When I first started teaching the Boxing Day tsunami was the case study everyone was jumping on the bandwagon.  I taught a student who had experienced it first hand visiting family.  They were more than happy to tell everyone their account of what happened that day but what if they had not?

When the Ebola crisis hit I was teaching a unit on the Geography of Disease and immediately changed my lessons to cover this ‘relevant’ ‘up to date’ content.  I taught a student whose sibling had been deployed to Sierra Leone and who was terrified they would never see their sibling again.

But with both of these examples it was one student and I knew this was the case before I started teaching so I could talk to them about what we would be looking at in the lesson and prepare their parents in case further support was needed.
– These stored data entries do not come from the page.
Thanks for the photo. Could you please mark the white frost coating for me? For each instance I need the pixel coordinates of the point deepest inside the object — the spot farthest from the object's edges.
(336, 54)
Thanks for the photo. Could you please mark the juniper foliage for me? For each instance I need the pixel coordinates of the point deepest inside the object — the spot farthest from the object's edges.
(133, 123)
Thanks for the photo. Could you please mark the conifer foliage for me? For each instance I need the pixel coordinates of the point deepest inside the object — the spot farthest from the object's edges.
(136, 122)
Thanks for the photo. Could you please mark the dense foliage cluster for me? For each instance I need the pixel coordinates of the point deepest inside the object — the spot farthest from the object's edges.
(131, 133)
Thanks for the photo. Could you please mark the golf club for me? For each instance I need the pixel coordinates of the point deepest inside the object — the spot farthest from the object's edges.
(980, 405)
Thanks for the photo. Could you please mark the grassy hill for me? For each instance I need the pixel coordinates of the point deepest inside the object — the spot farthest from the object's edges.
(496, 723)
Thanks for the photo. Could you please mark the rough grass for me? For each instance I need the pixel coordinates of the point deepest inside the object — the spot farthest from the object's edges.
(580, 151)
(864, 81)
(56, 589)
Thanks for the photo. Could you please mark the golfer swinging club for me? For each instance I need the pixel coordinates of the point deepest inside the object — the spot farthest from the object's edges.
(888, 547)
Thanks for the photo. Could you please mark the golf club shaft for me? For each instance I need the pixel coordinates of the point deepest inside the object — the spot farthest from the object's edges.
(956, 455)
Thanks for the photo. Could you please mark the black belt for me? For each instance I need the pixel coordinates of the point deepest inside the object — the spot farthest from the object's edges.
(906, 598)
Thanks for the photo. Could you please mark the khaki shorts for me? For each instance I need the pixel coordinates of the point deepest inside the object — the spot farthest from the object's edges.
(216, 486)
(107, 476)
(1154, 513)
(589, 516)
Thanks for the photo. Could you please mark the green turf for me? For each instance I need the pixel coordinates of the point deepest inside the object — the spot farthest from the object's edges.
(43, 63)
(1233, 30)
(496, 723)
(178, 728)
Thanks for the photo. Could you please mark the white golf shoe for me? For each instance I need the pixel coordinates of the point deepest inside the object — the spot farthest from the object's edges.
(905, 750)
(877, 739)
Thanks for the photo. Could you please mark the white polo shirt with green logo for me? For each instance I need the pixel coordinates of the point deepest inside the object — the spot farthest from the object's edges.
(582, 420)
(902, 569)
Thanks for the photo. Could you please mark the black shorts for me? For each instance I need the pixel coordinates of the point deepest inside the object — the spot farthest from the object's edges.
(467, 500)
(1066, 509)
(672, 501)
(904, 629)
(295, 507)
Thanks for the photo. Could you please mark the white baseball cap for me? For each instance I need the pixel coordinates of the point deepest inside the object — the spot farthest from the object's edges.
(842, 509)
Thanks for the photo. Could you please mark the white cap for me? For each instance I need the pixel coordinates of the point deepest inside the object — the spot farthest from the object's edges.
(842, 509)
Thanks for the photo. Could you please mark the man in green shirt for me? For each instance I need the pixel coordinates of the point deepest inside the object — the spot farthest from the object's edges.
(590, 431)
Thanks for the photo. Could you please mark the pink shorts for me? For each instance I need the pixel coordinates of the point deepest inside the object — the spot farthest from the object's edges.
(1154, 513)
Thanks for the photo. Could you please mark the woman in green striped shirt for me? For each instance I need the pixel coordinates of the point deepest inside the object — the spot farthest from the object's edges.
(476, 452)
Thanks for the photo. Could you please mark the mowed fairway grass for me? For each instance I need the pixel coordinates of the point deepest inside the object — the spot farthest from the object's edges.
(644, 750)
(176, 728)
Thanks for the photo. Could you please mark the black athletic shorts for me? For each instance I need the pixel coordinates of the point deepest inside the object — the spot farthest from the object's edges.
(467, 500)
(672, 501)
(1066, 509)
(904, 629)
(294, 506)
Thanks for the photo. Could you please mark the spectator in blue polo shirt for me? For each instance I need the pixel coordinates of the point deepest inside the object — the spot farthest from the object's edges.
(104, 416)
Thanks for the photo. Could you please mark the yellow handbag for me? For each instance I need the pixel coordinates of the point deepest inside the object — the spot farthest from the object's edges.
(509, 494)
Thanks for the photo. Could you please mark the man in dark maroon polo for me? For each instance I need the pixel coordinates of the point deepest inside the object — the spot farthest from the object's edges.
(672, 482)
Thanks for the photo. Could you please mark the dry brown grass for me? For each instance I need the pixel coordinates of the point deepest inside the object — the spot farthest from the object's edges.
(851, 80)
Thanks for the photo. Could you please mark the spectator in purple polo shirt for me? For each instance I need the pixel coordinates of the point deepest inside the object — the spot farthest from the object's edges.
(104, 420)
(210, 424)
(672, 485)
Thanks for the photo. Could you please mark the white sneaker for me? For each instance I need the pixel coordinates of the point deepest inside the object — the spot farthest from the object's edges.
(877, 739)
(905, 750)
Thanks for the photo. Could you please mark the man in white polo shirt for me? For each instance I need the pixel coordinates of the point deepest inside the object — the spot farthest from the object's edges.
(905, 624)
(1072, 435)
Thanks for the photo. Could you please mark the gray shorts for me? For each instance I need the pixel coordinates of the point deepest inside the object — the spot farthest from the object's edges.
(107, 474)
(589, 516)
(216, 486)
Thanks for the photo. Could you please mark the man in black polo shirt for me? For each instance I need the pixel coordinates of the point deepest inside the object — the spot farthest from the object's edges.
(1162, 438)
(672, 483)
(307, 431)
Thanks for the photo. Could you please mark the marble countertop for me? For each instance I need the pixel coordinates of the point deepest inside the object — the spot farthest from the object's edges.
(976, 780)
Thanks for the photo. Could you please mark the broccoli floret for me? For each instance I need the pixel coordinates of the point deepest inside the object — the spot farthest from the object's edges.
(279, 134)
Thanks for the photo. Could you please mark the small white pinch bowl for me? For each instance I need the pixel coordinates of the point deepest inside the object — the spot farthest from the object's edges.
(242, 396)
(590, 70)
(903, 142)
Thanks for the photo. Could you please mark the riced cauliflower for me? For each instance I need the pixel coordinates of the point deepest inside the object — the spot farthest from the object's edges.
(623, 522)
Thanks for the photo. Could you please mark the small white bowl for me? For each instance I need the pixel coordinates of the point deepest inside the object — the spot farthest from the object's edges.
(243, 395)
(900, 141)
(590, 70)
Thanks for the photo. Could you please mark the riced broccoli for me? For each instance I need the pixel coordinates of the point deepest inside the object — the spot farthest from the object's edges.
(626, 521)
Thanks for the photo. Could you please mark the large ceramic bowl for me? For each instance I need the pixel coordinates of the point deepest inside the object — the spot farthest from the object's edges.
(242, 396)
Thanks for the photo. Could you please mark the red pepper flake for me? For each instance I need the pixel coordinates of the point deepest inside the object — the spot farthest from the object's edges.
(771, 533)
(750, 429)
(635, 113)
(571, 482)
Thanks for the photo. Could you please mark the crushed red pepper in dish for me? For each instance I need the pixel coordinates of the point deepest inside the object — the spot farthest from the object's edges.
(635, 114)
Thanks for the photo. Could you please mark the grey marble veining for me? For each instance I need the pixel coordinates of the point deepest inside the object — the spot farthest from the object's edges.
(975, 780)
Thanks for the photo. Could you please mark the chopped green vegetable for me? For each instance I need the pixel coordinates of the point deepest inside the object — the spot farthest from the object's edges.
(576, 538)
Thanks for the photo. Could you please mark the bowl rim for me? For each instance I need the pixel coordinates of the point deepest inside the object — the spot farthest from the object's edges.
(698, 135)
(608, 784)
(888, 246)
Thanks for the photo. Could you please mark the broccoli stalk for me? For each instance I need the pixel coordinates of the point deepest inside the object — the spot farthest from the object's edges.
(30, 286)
With COVID 19 there is already talk of looking at how the disease spread.  Of how different countries responded.   Of what it tells us about globalization and interdependence.  Of development issues.  Of challenges to infrastructure.  There is no denying COVID 19 involves a lot of Geography.

But this time it will not be one odd student in your class with personal experience of this ‘Geography in the News’.  It will be all.  Students will have lived through weeks at home unable to see family and friends.  That time could have been filled with arguments or with fun family activities.  They will have lived through the news reports and the statistics, watching the death toll rise.  They will have washed their hands so many times they will have lost count.  They will all know of people who have died.  Some will have lost family members.  This is not new and relevant Geography.  It will be raw and real and needs our lives not to be turned into a case study.  I would even go so far as to say we should stop teaching any Geography of Disease or Health below A level for the next year or so as the parallels will be too great. The core Geographical knowledge and concepts could be taught through other applications.

In 5-10 years when we can look back with clearer minds and can see we have recovered and bounced back as communities, countries, continents and a planet.  Then is the time to talk about the Geography of COVID 19 in schools.

And so I end with reiterating my plea to Geography teachers to stop this practice of jumping at the latest ‘event’ as a way to make Geography exciting, relevant and up to date.  Geography does not need to be jazzed up for our students.  Our mission is the long game to create future Geographers who have the knowledge and understanding to critically consider the latest ‘news’ for themselves.